Point of Care Testing is more expensive than testing through a central laboratory because of the loss of economies of scale (Hickle, Price). However, there are two clinical scenarios reported where POCT has relevance (Price):

  • Where the speed of the result and acting upon it provides the best outcome.
  • Where the result can manage the treatment of the disease. 

The first scenario is typified in the management of a life threatening episode. The second typified by chronic condition management to support compliance with a long term therapeutic intervention strategy.

Studies such as the Diabetes Control and Complications Trial and the United Kingdom Prospective Diabetes Study have demonstrated that tighter control of blood glucose reduced the rate of secondary complications. A POCT strategy for this appears to be a practical option (Price). However, one study (Gutierres) showed that POCT in patients with diabetes showed no improvement in outcomes where patients had good control of their diabetes. The benefits for patients solely were with patients with poor control.

The literature is clear that POCT will only improve patient outcomes if the clinical team review the results and act upon them appropriately. Some studies have noted that failure to act on results has been problematic (Price). Thus, POCT must be linked to system and procedural changes to clearly improve patient outcomes. Without these changes patient outcome improvement is unlikely to be realised (Price, Gutierres etal., Huckle). There may be opportunities within the metropolitan Auckland context of consideration of POCT in implementing chronic care pathways and in improving access for high need populations for specific conditions such as diabetes.

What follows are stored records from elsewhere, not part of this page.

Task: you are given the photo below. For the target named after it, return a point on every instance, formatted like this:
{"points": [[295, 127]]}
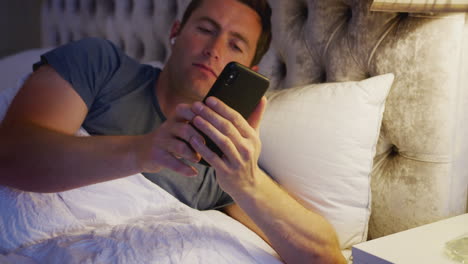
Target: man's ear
{"points": [[175, 30]]}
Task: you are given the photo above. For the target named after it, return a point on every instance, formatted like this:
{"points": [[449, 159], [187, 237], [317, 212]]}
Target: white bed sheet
{"points": [[129, 220]]}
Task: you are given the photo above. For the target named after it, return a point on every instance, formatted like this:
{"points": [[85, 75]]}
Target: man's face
{"points": [[217, 32]]}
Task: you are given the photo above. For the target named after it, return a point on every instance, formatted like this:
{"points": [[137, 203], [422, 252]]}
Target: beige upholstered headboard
{"points": [[419, 173]]}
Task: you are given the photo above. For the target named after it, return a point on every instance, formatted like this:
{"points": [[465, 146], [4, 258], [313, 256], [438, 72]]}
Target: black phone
{"points": [[241, 89]]}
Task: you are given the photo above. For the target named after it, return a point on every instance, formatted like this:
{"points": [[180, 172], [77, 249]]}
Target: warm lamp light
{"points": [[420, 5]]}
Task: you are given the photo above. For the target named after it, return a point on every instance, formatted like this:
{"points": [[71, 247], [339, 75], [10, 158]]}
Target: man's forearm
{"points": [[297, 234], [40, 160]]}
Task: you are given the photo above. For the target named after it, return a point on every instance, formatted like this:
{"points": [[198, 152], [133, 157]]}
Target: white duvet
{"points": [[130, 220]]}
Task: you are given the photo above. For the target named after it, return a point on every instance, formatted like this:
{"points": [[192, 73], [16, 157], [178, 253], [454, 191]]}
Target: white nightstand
{"points": [[424, 244]]}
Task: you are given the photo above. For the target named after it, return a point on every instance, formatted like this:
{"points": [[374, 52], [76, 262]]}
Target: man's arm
{"points": [[298, 235], [40, 152]]}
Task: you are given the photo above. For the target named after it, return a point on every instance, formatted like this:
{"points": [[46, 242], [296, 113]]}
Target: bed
{"points": [[366, 123]]}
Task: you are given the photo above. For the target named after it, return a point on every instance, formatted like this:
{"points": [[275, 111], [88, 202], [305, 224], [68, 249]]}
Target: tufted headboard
{"points": [[419, 174]]}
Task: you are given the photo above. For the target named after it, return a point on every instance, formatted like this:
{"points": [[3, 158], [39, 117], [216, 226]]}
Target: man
{"points": [[144, 118]]}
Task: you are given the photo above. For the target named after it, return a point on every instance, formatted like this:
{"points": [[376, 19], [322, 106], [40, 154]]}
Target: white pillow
{"points": [[319, 143]]}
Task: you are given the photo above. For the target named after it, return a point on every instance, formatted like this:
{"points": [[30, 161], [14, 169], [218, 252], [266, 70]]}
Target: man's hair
{"points": [[263, 10]]}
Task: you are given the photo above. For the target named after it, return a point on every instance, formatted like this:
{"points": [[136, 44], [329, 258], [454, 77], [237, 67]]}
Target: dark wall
{"points": [[19, 25]]}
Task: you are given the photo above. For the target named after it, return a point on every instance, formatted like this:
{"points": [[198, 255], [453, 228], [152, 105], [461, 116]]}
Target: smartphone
{"points": [[241, 89]]}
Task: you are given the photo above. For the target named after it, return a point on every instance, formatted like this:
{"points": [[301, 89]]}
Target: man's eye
{"points": [[236, 48], [205, 30]]}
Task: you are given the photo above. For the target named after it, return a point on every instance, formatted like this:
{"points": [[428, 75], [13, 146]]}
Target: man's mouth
{"points": [[206, 68]]}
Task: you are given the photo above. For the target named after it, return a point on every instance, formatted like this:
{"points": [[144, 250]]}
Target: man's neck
{"points": [[169, 96]]}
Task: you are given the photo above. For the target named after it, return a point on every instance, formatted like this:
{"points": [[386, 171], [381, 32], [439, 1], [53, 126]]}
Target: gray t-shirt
{"points": [[120, 96]]}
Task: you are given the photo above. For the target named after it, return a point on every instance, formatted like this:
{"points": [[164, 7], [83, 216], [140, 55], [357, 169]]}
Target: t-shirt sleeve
{"points": [[87, 64]]}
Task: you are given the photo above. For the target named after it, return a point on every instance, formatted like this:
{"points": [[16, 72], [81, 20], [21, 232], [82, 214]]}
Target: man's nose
{"points": [[213, 49]]}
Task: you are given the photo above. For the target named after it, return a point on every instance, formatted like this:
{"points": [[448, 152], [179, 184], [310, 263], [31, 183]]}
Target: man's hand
{"points": [[167, 145], [238, 139]]}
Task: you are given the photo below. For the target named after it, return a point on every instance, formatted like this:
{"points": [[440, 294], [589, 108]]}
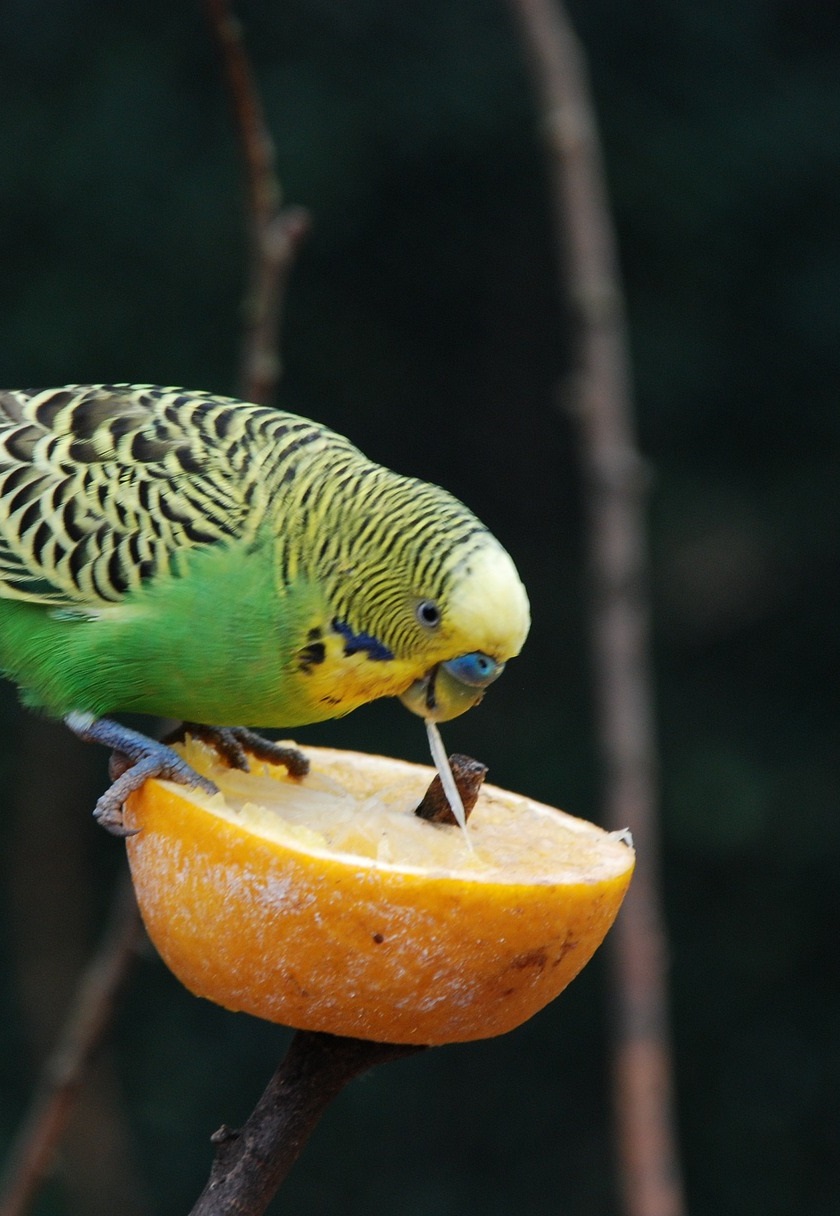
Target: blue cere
{"points": [[356, 642], [477, 669]]}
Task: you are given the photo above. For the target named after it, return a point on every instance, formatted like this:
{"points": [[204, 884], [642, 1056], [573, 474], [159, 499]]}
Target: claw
{"points": [[135, 759], [236, 743]]}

POCT has been explored in for a range of tests including:

  • H.Pylori
  • Glucose
  • Lipids
  • Streptococcus A
  • Potassium
  • Pregnancy
  • Haemoglobin
  • Microurine
  • INR
  • Cardiac markers
  • Some Microbiology testing

There are two safety issues associated with POCT:

1. Increased risk of exposure to possibly contaminated body fluids (Gutierres etal).

2. Disposal of biological waste and hazardous waste (Gutierres etal).


Additionally the literature notes that POCT should be under a quality control programme run by an accredited laboratory. Integration of data from POCT with routine laboratory data is recommended (Price). IANZ in a personal communication note that the success of POCT relies critically on the level of support provided by a parent laboratory in areas such as:

  • Evaluation and purchase of POCT equipment
  • Comparison of POCT equipment with reference laboratory equipment
  • Development of a QA/QC programme for POCT equipment
  • Training of users of POCT equipment.